Kabar Gemilang yang mencalonkan diri sebagai anggota baru ekskul jurnalistik telah menyebar cepat layaknya wabah di SMA Bakti Jaya. Tak membutuhkan waktu lama, berbagai pertanyaan seputar perekrutan anggota baru ekskul pun mencuat—dalam waktu singkat menjadi topik yang paling banyak dibicarakan di sekolah. Walaupun Kirana tidak bertanya langsung padanya seperti itu, Ira yakin cepat atau lambat pikiran mengenai lelaki itu akan segera memenuhi kepalanya. Menumpuk, membuatnya meringis ketika mengingat segala hal yang sudah terjadi di antara mereka.

Hah ... aku capek banget!

"Wah, jadi beneran, ya? Kalau gitu ... kira-kira, Gemilang pilih divisi apa, ya?"

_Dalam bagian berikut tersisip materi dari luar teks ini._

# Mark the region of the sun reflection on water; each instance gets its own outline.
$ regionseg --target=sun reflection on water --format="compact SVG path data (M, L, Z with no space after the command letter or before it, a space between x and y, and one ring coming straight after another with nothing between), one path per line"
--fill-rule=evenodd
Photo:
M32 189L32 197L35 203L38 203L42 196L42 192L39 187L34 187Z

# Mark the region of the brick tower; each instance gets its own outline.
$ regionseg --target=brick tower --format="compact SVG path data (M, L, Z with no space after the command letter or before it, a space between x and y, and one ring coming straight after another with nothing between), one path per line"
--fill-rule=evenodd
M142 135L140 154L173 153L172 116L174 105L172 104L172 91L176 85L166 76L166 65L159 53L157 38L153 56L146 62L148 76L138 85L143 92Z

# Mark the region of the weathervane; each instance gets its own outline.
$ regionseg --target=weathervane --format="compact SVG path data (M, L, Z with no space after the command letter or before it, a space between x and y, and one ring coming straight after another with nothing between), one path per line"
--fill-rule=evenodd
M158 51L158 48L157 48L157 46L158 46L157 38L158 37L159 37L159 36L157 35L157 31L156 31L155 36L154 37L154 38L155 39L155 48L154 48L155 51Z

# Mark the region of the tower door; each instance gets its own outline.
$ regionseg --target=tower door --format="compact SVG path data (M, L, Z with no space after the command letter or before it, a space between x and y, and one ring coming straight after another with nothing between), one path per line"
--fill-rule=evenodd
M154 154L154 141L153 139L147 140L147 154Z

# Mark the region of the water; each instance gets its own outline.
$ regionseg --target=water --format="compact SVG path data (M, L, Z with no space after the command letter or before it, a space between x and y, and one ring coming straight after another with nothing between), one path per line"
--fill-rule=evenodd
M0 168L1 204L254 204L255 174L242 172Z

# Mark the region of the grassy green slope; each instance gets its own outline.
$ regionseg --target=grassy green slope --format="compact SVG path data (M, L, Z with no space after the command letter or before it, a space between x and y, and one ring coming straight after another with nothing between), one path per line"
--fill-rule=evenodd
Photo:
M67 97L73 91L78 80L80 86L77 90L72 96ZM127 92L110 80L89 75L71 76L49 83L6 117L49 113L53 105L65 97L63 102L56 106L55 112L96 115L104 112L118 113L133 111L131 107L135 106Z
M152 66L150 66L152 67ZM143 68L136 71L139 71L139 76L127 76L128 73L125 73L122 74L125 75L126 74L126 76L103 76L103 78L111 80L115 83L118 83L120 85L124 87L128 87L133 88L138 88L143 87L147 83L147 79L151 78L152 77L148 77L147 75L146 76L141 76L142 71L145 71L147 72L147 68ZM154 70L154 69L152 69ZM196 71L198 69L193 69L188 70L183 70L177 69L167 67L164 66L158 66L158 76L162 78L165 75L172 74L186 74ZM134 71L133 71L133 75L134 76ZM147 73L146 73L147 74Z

Dia pilih divisi yang sama kayak aku! Tapi, sayangnya aku enggak suka! Batin Ira berteriak, merasa tertekan dengan kenekatan cowok itu yang sama sekali tak pernah ia duga.

"Wait. Tadi lo bilang mau ngerjain desain buat majalah sekolah, 'kan? Berarti lo anak divisi desain, ya? Oke. Gue bakalan daftar di divisi itu juga."

Ira tiba-tiba berdiri dari bangkunya, membuat Kirana yang masih sibuk dalam imajinasinya berjengit kaget.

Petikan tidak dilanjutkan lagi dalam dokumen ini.